C'est pourquoi l'irruption de Sarah Palin dans la campagne démocrate, chaussée de bottes go-go et assise sur un canapé recouvert d'un grizzly tué par son père chasseur, n'a rien de surprenant. En quelques heures, elle a mis à rude épreuve la crédulité des internautes au fur et à mesure que s'amoncelaient les épisodes extravagants de sa biographie, dans laquelle l'Alaska natal ressemble davantage aux territoires de Second Life qu'au Grand Nord de Jack London.

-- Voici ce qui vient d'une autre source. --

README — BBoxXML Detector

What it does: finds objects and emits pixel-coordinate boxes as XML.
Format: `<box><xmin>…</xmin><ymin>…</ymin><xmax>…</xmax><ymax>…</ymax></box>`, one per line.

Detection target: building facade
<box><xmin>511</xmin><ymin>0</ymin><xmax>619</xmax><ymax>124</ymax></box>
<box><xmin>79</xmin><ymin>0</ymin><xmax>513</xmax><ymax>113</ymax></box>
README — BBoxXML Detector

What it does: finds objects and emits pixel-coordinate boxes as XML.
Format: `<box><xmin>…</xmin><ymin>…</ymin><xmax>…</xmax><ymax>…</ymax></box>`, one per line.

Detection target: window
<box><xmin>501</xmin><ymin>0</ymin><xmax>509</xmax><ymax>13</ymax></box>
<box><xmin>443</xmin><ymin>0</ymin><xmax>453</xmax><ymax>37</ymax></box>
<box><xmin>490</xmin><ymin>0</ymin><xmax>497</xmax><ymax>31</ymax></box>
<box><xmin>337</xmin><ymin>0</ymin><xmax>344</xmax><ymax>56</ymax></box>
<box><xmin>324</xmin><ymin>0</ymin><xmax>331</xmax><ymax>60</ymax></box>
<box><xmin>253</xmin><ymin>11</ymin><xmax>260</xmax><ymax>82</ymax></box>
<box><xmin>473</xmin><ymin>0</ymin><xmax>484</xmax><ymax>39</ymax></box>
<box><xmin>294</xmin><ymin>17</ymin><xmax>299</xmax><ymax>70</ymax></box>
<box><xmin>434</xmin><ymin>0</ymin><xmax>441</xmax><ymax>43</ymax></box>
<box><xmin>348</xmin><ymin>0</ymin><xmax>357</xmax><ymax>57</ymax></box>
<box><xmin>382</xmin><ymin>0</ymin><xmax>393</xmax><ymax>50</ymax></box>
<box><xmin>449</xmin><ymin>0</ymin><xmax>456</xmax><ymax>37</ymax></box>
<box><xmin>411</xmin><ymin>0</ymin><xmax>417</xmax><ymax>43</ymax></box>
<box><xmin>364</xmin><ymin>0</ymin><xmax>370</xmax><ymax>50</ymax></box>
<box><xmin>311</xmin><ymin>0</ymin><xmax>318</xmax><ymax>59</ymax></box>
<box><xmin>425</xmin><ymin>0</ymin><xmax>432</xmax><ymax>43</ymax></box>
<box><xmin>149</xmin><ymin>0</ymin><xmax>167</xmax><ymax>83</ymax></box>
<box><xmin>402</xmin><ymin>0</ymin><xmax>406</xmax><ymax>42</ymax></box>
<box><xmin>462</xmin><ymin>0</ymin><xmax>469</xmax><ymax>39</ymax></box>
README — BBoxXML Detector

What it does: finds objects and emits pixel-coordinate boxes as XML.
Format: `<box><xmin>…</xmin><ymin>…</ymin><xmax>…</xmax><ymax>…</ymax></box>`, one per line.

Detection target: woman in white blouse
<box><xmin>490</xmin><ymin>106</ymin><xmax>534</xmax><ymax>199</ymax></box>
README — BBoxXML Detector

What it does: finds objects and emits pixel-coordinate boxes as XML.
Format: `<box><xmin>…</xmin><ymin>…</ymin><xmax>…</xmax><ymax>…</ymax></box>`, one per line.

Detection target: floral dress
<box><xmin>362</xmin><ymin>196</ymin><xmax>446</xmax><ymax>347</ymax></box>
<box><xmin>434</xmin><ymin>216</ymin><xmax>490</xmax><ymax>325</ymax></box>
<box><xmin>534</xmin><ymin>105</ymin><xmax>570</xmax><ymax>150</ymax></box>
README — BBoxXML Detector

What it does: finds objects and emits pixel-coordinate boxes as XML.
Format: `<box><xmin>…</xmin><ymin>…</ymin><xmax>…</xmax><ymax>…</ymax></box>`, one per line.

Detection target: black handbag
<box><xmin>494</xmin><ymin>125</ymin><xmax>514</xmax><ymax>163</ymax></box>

Karl Rove, qui ne rate jamais une occasion d'être drôle, eut le toupet de la trouver "rafraîchissante" et le fit savoir. On ne tarda pas à apprendre que le grand manipulateur des deux mandats de Bush était le scénariste des aventures de Sarah Barracuda, nouvelle Cendrillon de la politique conservatrice, ex-miss Amabilité, membre de la National Rifle Association, et mariée à un pêcheur vaguement esquimau... On apprit que cette militante anti-avortement, mère de cinq enfants, avait une fille de 17 ans, déjà enceinte de cinq mois. Sarah est une extrémiste capable de mobiliser la droite conservatrice, mais c'est une extrémiste marrante, au look hétéroclite.

Un défi à la psychologie et au concept d'habitus. Si Obama a su faire de son identité métissée une métaphore de l'homme global à l'ère de la globalisation, elle est plutôt le symbole de ces identités de synthèse, interchangeables et provisoires, un personnage à facettes multiples qui offre de belles possibilités de commentaires et d'identifications. Sarah défraie la chronique, et c'est ce que voulait Karl Rove, le magicien de la Maison Blanche.

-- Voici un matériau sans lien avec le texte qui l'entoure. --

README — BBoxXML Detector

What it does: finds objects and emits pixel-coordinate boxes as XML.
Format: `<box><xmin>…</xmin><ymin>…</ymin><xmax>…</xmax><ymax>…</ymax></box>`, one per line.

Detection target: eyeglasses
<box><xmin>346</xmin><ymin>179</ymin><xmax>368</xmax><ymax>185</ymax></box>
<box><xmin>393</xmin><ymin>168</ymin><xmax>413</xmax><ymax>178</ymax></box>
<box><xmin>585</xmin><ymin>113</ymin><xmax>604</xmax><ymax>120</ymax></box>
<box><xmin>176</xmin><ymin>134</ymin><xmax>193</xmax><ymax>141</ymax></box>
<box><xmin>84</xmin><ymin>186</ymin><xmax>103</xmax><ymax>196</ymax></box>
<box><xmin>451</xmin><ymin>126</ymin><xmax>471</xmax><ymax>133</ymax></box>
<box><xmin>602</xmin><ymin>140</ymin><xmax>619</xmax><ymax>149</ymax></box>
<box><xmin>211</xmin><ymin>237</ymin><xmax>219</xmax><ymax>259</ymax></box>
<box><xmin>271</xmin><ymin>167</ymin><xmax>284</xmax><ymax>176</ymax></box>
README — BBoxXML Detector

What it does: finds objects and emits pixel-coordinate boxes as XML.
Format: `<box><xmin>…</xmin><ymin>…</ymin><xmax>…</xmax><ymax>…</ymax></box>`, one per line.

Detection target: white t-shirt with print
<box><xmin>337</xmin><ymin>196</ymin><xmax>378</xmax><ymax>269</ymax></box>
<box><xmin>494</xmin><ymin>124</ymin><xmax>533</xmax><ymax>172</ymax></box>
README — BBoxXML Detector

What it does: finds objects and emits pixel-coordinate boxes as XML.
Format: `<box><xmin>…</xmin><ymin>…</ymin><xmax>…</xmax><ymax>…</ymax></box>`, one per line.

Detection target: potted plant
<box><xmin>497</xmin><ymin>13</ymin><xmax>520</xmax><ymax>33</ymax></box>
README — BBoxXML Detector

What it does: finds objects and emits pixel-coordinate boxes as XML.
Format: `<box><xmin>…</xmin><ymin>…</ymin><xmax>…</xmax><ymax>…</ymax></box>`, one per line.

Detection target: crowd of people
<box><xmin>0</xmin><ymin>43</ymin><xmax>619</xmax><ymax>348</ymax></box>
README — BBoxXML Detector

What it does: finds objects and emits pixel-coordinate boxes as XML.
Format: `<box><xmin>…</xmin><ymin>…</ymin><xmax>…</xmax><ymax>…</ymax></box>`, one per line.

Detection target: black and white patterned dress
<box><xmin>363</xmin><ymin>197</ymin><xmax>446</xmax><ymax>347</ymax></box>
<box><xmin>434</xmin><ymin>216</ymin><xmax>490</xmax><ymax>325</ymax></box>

Dans un article du New York Times publié quelques jours avant l'élection présidentielle de 2004, Ron Suskind, qui fut, de 1993 à 2000, éditorialiste au Wall Street Journal et auteur de plusieurs enquêtes sur la communication de la Maison Blanche depuis 2000, révéla les termes d'une conversation qu'il avait eue, au cours de l'été 2002, avec Rove : "Il m'a dit que les gens comme moi faisaient partie de ces types "appartenant à ce que nous appelons la communauté réalité" the reality-based community : "Vous croyez que les solutions émergent de votre judicieuse analyse de la réalité observable." J'ai acquiescé et murmuré quelque chose sur les principes des Lumières et l'empirisme. Il me coupa : "Ce n'est plus de cette manière que le monde marche réellement. Nous sommes un empire, maintenant, poursuivit-il, et lorsque nous agissons, nous créons notre propre réalité. Et pendant que vous étudiez cette réalité, judicieusement, comme vous le souhaitez, nous agissons à nouveau et nous créons d'autres réalités nouvelles, que vous pouvez étudier également, et c'est ainsi que les choses se passent. Nous sommes les acteurs de l'histoire (...). Et vous, vous tous, il ne vous reste qu'à étudier ce que nous faisons.""

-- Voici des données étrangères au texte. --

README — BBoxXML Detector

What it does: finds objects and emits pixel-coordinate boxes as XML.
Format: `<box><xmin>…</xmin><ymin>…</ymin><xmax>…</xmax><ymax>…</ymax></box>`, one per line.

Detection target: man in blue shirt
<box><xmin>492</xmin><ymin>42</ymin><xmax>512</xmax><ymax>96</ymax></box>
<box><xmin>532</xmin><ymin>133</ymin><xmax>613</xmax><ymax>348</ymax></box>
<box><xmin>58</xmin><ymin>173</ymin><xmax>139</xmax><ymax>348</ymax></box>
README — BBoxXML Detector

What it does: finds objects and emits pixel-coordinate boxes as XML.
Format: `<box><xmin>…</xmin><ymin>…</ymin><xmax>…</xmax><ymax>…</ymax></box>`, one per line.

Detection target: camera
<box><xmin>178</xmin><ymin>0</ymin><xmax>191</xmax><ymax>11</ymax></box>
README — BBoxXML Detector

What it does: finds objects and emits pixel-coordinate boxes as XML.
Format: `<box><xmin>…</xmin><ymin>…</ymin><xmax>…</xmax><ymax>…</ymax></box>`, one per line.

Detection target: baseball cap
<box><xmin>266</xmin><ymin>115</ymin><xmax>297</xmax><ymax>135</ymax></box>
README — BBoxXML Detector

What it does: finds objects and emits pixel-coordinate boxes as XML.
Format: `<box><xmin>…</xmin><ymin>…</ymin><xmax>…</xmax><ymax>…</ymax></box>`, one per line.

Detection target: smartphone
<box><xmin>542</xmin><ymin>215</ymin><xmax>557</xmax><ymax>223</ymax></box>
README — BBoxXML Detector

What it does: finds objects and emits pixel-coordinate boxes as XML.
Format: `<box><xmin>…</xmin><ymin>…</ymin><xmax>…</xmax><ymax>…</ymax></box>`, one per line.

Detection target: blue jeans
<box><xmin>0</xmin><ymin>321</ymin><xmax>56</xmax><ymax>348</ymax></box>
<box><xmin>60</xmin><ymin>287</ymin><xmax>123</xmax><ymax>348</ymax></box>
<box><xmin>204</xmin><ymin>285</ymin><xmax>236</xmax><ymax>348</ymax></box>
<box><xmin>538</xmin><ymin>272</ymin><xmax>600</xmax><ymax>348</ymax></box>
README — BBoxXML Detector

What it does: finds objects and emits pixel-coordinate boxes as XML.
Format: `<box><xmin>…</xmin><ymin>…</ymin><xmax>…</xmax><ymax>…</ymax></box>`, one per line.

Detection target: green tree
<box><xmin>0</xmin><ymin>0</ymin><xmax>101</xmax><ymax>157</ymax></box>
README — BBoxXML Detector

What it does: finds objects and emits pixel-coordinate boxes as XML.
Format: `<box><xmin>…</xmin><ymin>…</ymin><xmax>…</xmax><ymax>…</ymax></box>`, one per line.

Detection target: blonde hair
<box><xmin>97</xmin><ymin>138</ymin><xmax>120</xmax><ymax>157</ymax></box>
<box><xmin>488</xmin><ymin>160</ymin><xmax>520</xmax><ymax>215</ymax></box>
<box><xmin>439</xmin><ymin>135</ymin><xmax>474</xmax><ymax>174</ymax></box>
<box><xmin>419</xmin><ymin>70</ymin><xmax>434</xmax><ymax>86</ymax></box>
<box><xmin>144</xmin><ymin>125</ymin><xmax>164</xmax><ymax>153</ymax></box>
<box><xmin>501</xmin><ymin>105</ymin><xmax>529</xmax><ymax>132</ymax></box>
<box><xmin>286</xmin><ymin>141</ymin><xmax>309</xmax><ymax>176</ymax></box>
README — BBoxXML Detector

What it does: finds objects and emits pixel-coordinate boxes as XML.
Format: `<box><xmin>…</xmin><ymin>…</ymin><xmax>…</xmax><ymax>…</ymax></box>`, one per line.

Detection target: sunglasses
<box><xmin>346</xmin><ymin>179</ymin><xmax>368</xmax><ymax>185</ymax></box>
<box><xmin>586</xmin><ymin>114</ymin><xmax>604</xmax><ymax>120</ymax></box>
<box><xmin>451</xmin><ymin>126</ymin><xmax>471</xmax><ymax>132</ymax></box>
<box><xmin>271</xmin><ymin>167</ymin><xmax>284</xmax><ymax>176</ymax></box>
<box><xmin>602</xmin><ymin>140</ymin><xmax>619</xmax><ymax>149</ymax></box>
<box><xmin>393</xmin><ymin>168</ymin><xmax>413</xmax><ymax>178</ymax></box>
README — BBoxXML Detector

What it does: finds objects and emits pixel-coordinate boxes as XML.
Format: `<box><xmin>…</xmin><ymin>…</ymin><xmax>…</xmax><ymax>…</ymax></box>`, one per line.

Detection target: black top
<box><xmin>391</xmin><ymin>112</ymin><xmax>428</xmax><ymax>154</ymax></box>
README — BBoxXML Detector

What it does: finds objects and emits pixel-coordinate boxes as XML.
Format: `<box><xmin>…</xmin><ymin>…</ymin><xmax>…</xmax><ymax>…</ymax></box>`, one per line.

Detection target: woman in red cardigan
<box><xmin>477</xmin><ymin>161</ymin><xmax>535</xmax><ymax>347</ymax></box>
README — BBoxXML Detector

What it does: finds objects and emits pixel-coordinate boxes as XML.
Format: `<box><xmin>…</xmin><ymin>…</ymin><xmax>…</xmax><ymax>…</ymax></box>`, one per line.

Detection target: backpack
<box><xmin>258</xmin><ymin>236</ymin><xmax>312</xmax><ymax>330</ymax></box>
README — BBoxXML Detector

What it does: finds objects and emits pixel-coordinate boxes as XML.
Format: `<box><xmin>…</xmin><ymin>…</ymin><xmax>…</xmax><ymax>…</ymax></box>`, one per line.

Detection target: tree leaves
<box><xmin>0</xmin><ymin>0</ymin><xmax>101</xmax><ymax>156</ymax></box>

Le stade ultime de la communication politique n'est plus celui de la persuasion, de la propagande ou de la publicité mais celui de la simulation. Tous les événements que la machine politique s'efforce de susciter sont désormais des événements simulés au sens où ils sont d'avance inscrits dans le déchiffrement et le décryptage. Ils fonctionnent comme un ensemble de signes voués à leur seule propagation.

Le cyclone Gustav, qui a perturbé les premiers jours de la convention républicaine, peut ainsi se lire comme la métaphore d'une tout autre dévastation que la seule destruction des territoires traversés : celle de l'espace même du politique.